Here is a good video explanation of the ExT5: Towards Extreme Multi-Task Scaling for Transfer Learning paper. My hypothesis is that including as many natural language types of tasks as possible helps the model to develop a more generalized way to access the information stored in the model. I think the number of different concepts introduced by variations in task might end up being the key variable for getting more generalization. The Google FLAN paper made some steps in this direction, but their prompt variation did not introduce that many new concepts. For example, many of the instructional templates appear to vary over the location of the task components (before the prompt, after the prompt, or premise before and hypothesis and answers after). It seems like there are only two overarching concepts in the templates for most data set: what and where. 1) What is the task to be done (typically only one of these per dataset)? (e.g., comparison, progression, conclusion, factual knowledge, arithmetic operations, summarization). 2) Where are the components to get the information for the task? (before, interspersed, after).
In other words, I think you could get even better results by training the language model simultaneously with as many specific natural language tasks as possible, but also include programmatic prompt variation like FLAN (with as many conceptual variations of prompt as possible).

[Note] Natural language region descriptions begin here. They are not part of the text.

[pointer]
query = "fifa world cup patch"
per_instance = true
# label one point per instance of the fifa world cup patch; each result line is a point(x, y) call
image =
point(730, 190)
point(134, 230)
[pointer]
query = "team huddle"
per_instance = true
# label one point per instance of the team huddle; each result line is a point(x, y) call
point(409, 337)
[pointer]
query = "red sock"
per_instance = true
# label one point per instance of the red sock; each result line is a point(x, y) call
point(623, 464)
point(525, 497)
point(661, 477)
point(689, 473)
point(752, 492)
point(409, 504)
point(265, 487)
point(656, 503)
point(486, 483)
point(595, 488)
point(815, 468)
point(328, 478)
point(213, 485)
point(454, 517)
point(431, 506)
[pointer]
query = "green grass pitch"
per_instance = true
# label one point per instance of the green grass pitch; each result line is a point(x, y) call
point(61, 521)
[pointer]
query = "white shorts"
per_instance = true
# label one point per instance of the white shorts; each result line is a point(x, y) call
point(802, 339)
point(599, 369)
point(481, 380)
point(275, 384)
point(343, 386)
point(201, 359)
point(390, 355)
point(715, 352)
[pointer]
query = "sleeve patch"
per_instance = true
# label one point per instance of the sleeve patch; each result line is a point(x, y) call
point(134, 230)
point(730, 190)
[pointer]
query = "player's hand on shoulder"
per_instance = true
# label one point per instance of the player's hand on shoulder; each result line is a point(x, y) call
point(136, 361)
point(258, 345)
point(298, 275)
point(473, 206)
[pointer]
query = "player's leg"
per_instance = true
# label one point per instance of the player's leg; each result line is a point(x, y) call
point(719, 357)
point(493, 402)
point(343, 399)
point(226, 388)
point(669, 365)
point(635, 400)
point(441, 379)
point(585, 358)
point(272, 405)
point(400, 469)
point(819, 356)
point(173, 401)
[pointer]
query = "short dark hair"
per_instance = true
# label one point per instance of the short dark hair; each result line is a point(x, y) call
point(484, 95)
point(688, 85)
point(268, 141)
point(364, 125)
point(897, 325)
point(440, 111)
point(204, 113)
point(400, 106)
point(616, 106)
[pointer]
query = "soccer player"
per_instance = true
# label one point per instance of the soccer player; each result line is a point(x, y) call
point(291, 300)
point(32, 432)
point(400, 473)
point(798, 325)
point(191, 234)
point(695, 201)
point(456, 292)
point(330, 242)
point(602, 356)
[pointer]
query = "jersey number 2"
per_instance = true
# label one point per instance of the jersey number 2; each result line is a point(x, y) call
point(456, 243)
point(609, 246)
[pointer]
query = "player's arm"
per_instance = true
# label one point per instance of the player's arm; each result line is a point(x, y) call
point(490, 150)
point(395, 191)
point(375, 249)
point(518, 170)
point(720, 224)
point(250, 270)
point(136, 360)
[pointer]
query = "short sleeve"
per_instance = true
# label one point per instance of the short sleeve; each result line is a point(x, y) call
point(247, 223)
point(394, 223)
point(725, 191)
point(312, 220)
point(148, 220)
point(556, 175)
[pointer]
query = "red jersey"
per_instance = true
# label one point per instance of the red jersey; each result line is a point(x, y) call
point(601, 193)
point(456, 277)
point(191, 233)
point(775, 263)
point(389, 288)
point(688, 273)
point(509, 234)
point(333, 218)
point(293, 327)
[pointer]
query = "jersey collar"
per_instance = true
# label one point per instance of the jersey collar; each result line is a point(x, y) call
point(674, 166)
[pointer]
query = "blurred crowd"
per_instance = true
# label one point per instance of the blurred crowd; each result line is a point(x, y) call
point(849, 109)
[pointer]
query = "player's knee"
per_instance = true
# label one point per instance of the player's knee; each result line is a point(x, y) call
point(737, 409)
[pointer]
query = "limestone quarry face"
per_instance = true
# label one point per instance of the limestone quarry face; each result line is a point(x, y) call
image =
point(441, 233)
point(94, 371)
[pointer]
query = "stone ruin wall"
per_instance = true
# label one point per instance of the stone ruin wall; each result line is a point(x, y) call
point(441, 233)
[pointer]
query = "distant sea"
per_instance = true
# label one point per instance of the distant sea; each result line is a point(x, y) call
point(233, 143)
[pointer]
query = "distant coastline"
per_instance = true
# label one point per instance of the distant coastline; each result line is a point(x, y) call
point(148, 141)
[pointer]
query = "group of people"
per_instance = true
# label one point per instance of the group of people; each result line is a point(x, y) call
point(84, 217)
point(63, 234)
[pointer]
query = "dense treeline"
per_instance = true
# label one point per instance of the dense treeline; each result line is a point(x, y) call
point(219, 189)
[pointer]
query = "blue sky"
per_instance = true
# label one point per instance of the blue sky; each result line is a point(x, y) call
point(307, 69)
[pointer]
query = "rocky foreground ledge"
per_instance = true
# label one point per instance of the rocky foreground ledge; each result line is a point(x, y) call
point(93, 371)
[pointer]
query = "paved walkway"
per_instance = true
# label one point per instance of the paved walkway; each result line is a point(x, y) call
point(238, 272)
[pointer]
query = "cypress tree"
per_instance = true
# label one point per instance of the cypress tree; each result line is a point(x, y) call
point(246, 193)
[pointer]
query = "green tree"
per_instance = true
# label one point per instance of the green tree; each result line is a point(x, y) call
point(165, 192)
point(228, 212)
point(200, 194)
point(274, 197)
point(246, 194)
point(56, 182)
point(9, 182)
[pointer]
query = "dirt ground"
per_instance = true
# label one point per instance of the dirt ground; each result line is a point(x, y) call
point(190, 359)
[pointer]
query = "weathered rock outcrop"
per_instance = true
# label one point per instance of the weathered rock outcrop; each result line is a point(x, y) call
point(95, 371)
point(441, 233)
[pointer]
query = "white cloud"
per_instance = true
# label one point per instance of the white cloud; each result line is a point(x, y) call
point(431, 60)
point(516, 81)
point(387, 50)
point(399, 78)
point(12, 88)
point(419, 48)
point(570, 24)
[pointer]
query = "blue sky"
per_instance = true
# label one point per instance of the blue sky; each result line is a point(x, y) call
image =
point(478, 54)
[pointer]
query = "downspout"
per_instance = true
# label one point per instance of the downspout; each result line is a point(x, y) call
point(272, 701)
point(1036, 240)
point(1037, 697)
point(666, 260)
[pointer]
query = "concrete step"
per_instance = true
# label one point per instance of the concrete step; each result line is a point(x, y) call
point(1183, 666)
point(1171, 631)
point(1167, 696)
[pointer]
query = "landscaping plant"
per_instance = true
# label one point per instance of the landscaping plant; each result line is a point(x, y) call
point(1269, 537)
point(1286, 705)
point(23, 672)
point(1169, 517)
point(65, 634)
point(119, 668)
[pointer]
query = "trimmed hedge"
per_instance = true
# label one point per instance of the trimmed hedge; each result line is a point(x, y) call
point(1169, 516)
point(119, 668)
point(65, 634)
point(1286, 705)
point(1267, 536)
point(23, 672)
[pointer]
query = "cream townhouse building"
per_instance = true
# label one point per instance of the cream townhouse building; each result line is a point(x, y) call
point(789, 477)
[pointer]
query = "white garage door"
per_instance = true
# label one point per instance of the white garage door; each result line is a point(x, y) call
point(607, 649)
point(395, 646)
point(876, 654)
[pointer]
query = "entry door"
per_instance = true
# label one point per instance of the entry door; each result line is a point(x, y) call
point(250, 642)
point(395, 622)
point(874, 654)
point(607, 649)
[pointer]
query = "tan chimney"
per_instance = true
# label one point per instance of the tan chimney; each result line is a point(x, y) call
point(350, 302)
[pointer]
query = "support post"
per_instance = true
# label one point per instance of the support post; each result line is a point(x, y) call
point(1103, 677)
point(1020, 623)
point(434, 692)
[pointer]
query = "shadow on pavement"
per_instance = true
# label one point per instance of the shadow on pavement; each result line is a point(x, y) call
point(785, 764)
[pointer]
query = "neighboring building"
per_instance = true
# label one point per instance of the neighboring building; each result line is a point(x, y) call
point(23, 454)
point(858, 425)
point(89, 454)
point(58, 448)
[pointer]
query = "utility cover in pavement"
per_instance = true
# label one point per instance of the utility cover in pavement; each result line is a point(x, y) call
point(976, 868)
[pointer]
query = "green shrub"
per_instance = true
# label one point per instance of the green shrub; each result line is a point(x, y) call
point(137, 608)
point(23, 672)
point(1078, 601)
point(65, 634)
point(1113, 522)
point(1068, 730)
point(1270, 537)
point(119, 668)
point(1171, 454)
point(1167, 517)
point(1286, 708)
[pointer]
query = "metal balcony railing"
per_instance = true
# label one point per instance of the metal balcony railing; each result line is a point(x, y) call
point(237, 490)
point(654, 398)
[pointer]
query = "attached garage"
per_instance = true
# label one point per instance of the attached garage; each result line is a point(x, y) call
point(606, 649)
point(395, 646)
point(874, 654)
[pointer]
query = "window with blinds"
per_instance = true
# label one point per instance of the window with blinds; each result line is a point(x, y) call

I have developed an initial list of instructional templates that introduce additional concepts that can be used to vary prompting.
1). binary choice (also with synonym variations for answers-T,F,True,False,Yes,No,Y,N,YES,NO)
2). multiple choice (also with variations for referencing-A,B,C,D, correct word or sentence identified from a list)
3). multiple choice with more than one correct answer or no correct answers
4). synthesize answer from scrambled answer (correct sentence/word scrambled in various ways: spaces removed, split and rearranged)
5). errors introduced (typos, wrong spacing, wrong punctuation, wrong word used-“We went over to they’re house.”, wrong tense, wrong plurality/singularity)
6). order of information to be compared
7). synonym substitutions
8). string operations (split into parts, split into phonemes, split out prefix/suffix)
This could be a useful start to a research project on developing even more versatile and accurate models that respond in the way we usually desire.